Vale destacar os estudos
do pesquisador gaúcho radicado em Recife Fernando Fontanella, que em 2010 já
tratava dos trolls no contexto brasileiro. É importante salientar como esses
diferentes aspectos culturais influem na análise dos conteúdos e dos fenômenos.
Evidentemente que aspectos de ódio, perseguição, preconceito e bullying também
aparecem na forma como os usuários se manifestam, mas há matizes bastante
complexas que vão além do bem e do mal. Interessa-me aqui discutir e listar
alguns exemplos relacionados à cultura pop e ao contexto do comportamento de
grupos de fãs e antifãs, como os ataques à escolha do ator Ben Affleck como
novo Batman; as efusivas manifestações pró e contra o astro teen Justin Bieber
e a polarização contra e a favor às pessoas que comentam o Big Brother Brasil
em seus perfis.
Originalmente o termo
troll foi utilizado a partir de fóruns e listas de discussões nos primórdios da
internet, a partir da figura folclórica do troll escandinavo, um ser horrendo e
antissocial que aparece nos contos infantis. "A primeira referência à
palavra troll no contexto de anonimato na rede pode ser encontrada no arquivo
da Google Usenet e foi empregada pelo usuário Mark Miller, em 08 de fevereiro
de 1990" (Amaral & Quadros, 2006). Esse tipo específico de linguagem
irônica estava associada, sobretudo, à identidade dos primeiros usuários,
bastante vinculados à cultura nerd dos princípios da rede. É nessa época que se
populariza a frase "não alimente os trolls", até hoje utilizada em
fóruns da rede para encerrar discussões, postulando que a melhor resposta a um
troll é o silêncio, já que qualquer interlocução apenas alimenta os impulsos
provocadores do agressor. No entanto, à medida que a popularização e a
monetarização aumentam, sobretudo com a ideia mercadológica de Web 2.0, se
amplia a participação de um maior número de grupos sociais e constroem-se
discursos que tendem a minimizar ou repudiar determinadas práticas, levando-as
a um certo nível de marginalidade em fóruns de nicho, como, por exemplo, o site
4Chan, que originou o Anonymous, grupo de ativistas e hackers organizados em um
movimento político online descentralizado.
Já os chamados haters
("odiadores") surgem, no contexto da internet, relacionados à
expressão inglesa "haters gonna hate" ("odiadores vão
odiar"), um bordão utilizado para indicar desdém àqueles que falam mal de
algum ato, artista, filme, música, etc. A expressão, nascida no hip hop
norte-americano tornou-se um meme na web, em forma de imagens de celebridades e
animais posando – geralmente caminhando – com expressão de desprezo.
Nas
pesquisas realizadas no Brasil, os haters vêm sendo analisados por vários
pesquisadores no contexto das disputas entre grupos de fãs de divas pop no qual
entram em jogo valores de performance e também entre fãs e antifãs de
diferentes gêneros musicais e bandas pop rock, como o caso das fãs do Restart e
seu poder de inclusão de hashtags no Twitter, estudados respectivamente por
Thiago Soares e Camila Monteiro.
Em geral, os resultados
concluem que os haters são pessoas que odeiam algo ou alguém, querem expressar
seu ódio e ponto final. Eles detestam o tipo de música, o corte de cabelo, o
rosto, os trejeitos, entre outras características. Já o troll, em alguns casos,
joga fãs e haters de determinados artistas uns contra os outros por diversão,
participando como manipulador, gerando discórdia nas comunidades online,
conforme já indicava a pesquisadora norte-americana Judith Donath em 1998.

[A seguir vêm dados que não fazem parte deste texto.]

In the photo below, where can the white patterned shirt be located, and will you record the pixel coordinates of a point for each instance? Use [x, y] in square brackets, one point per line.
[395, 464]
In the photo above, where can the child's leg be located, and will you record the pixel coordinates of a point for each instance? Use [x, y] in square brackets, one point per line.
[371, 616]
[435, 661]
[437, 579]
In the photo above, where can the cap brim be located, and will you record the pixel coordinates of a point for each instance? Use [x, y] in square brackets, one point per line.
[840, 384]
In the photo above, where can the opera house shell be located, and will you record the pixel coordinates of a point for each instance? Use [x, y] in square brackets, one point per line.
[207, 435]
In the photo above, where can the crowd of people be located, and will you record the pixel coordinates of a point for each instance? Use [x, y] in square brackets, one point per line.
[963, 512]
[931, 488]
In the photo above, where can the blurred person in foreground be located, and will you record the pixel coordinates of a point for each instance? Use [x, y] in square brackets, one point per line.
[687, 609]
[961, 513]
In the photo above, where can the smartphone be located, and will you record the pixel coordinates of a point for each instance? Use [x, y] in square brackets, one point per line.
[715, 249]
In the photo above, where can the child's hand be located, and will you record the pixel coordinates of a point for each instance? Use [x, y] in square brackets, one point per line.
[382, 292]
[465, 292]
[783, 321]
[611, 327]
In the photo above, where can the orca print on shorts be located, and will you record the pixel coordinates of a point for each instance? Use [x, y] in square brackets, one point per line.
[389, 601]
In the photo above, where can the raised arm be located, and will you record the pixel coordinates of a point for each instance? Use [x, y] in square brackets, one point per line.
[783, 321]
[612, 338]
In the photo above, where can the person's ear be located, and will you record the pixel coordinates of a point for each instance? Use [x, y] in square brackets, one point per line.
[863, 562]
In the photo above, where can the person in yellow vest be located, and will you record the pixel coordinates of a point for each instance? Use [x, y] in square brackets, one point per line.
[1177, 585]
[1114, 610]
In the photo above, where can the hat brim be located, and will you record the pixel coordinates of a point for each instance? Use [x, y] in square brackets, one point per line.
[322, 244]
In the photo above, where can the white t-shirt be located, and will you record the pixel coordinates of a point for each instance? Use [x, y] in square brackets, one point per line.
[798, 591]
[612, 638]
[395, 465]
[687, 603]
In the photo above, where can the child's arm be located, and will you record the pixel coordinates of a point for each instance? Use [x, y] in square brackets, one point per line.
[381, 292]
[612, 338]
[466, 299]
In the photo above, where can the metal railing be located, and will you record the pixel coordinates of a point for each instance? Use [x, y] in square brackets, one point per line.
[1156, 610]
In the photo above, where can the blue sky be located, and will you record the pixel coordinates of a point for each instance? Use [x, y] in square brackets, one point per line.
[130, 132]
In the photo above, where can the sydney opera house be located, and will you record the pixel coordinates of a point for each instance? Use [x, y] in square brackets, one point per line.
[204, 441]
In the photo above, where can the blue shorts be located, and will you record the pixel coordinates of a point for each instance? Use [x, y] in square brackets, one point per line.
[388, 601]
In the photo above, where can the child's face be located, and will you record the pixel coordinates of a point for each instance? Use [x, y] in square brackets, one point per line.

Dentro desse quadro, páginas de humor como Unidos Contra o Indie (página do
Facebook que ironiza bandas de indie rock), por exemplo, trabalham com essa
dualidade irônica dos discursos. Todas essas manifestações demonstram a
diversidade de comportamentos e práticas sociais nas redes, que combinam
elementos do cotidiano e sentimentos ancestrais na humanidade como ódio,
inveja, etc.
Por fim, é interessante
lembrar uma apropriação um pouco mais recente, a do chamado Funk Ostentação e
que tem no recente videoclipe Beijinho no Ombro da funkeira Valesca Popuzada um
exemplo. Com milhares de visualizações em poucos dias no YouTube, Valesca
ressignifica a ideia da "inveja" e dos odiadores, bordões muito
repetidos na cultura internética, disparando petardos verbais contra suas
supostas "inimigas". Em tempos de cultura remix, tais fenômenos são
importantes para a compreensão de que nossos amores e ódios estão em todos os
lugares, mas mediados e devidamente gerenciados pelos algoritmos e aparatos
tecnológicos.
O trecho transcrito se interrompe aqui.